The mechanics for trading "Largest IPO by market cap in 2026?" are the same as any other PolyGram event contract. Each YES share resolves to $1 if the event happens, or $0 if it doesn't. The current price between 0¢ and 100¢ is the market's probability estimate, set live by the order book.
$1.8M in lifetime turnover and $86K of resting liquidity puts this market in the top 2% by volume for business contracts on PolyGram. Order-book depth is exceptional — among the deepest order books in the category.
Last 24 hours alone saw $2K in turnover, consistent with the market's lifetime daily-average pace.
The market has been open for 3 months — the price has had time to stabilise as new information arrived.
Higher-volume markets tend to have tighter spreads and faster price discovery — meaning the displayed YES/NO percentages are more likely to reflect the true crowd-implied probability rather than a single trader's directional view.

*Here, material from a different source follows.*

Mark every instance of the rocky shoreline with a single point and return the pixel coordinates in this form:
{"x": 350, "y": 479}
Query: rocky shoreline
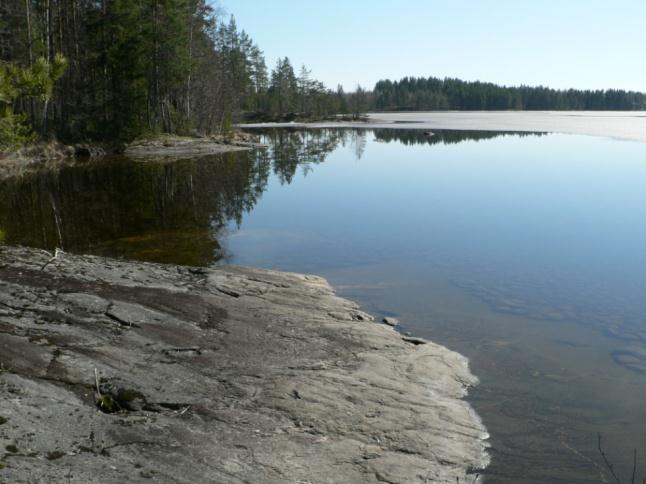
{"x": 228, "y": 374}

Resolution is handled by the UMA optimistic oracle on Polygon. A proposer submits the outcome, a 2-hour dispute window opens, and if uncontested the payout is final. Contested outcomes escalate to UMA token holders.
This prediction market is scheduled to close on 31 December 2026. After the resolving event occurs, settlement typically clears within 24 hours once the UMA optimistic oracle confirms the outcome. All payouts are in USDC on the Polygon network.
To trade on this prediction market, create a free PolyGram account at polygram.ink, deposit USDC via Polygon, and place a YES or NO order on the outcome you believe in. You can learn more on our how-it-works page. Your maximum loss is limited to your stake — there is no leverage or margin.
When the outcome is determined, winning YES shares pay out $1.00 each in USDC, while losing shares pay $0. Settlement is handled by the UMA optimistic oracle on Polygon — a proposer submits the result, a two-hour dispute window opens, and if uncontested, payouts are distributed automatically. You can withdraw your winnings to any Polygon wallet.
Prediction-market positions can lose 100% of staked capital. Outcomes are uncertain by definition — historical accuracy of crowd-implied probabilities is high in aggregate but not for any single market. PolyGram does not provide investment advice. Trade only with capital you can afford to lose.
Regulatory status varies by jurisdiction. Germany, the United States, and most EU countries treat Polymarket-style event contracts under one of three frameworks: financial derivative, gambling product, or unregulated novel asset. Consult local counsel before trading.